I picked up my bishop and plunked it back down. “Check.” “Bloodthirsty girl,” Keyes commented. “You get that from your mother. Patience,” he continued, eyeing the board, “is a Keyes trait.”
This was the way it was with him, drawing lines between the Kendrick blood in me and the Keyes.
“Did you know that the term kingmaker was first used to refer to the role the Earl of Warwick played in the struggle between Lancaster and York?” My grandfather resumed his lecture, but I knew his eyes missed nothing—not the effect that hearing Ivy referred to as my mother still had on me, not the positions of the pieces on the board. “During the Wars of the Roses, Warwick deposed not one but two kings.”
Kingmaker was what people called William Keyes. He wielded tremendous power and influence behind the scenes in the American political game.
“Warwick wasn’t just wealthy and powerful,” Keyes continued. “He was strategic.”
Power. Politics. Game theory. This was what passed for casual conversation in this house. William Keyes had two sons. One of them was dead; the other was estranged. I was his only grand-child. In his eyes, that meant his legacy rested on me.

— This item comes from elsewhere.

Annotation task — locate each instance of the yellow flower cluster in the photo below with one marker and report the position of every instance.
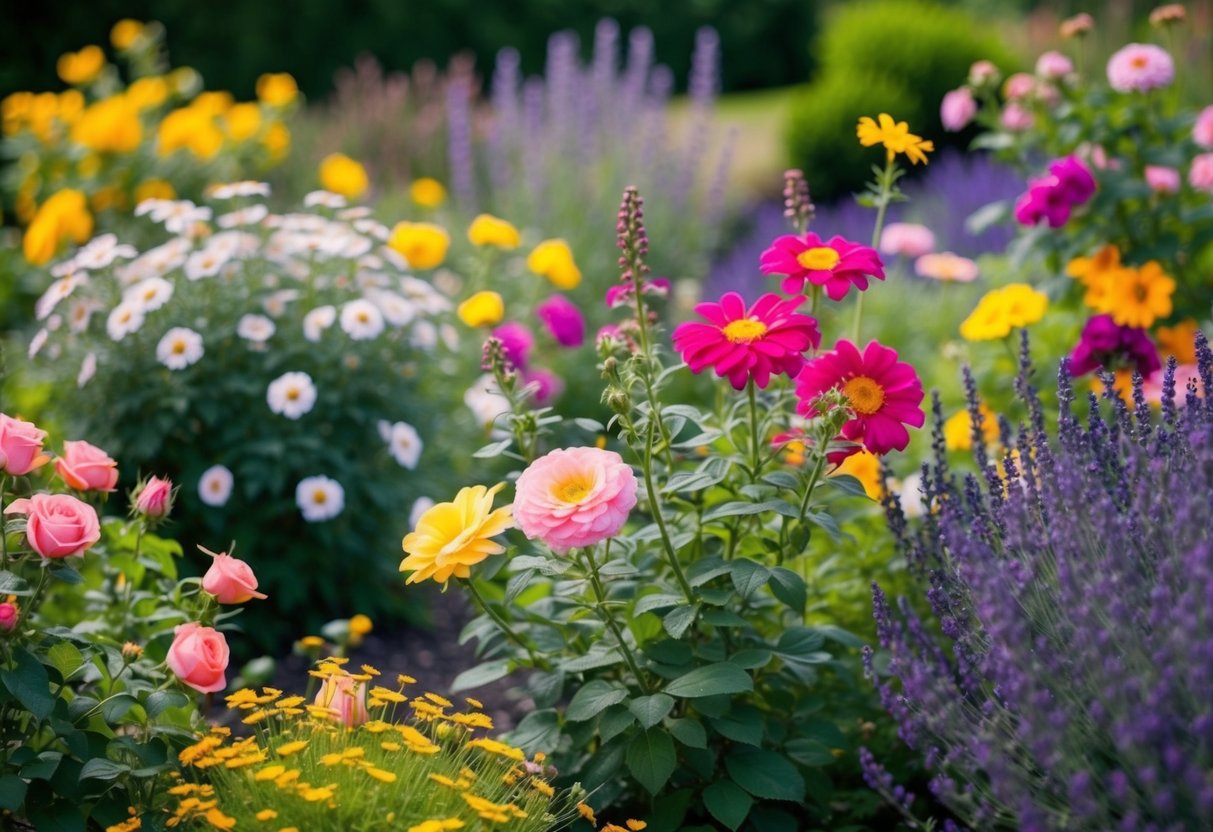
(300, 764)
(1003, 309)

“I’d like to see you showing a bit more initiative about becoming a part of the Hardwicke community, Tess.”
From the Wars of the Roses to high school extracurriculars in two seconds flat.
“I’m not really much of a joiner,” I said. That was an understatement.
“The debate club, a sport or two,” William Keyes continued, as if I hadn’t spoken. “It’s high time you started making your mark.”
The prestigious Hardwicke School was a microcosm of Washington. The mark I’d made there, up to and including what I’d done for Jeremy Bancroft a few hours earlier, wasn’t the kind you could put on a résumé—or the kind my newfound grand father would have approved of.
“The queen,” Keyes told me, returning his attention to our game, “is the most dangerous piece on the board.” His index finger trailed the edge of the black queen for a moment, before moving it forward. “Check.”
He was boxing me in.
I could see, already, how this was going to end. “You’ll have checkmate in three moves.”
The old man’s lips parted in a dangerous smile. “Will I?” He’d gone into this game fully expecting to win it, just like he fully expected me to yield to his decrees about Hardwicke. “Luckily for me,” I told him, my fingers closing around my own queen, “I’ll have checkmate in two.”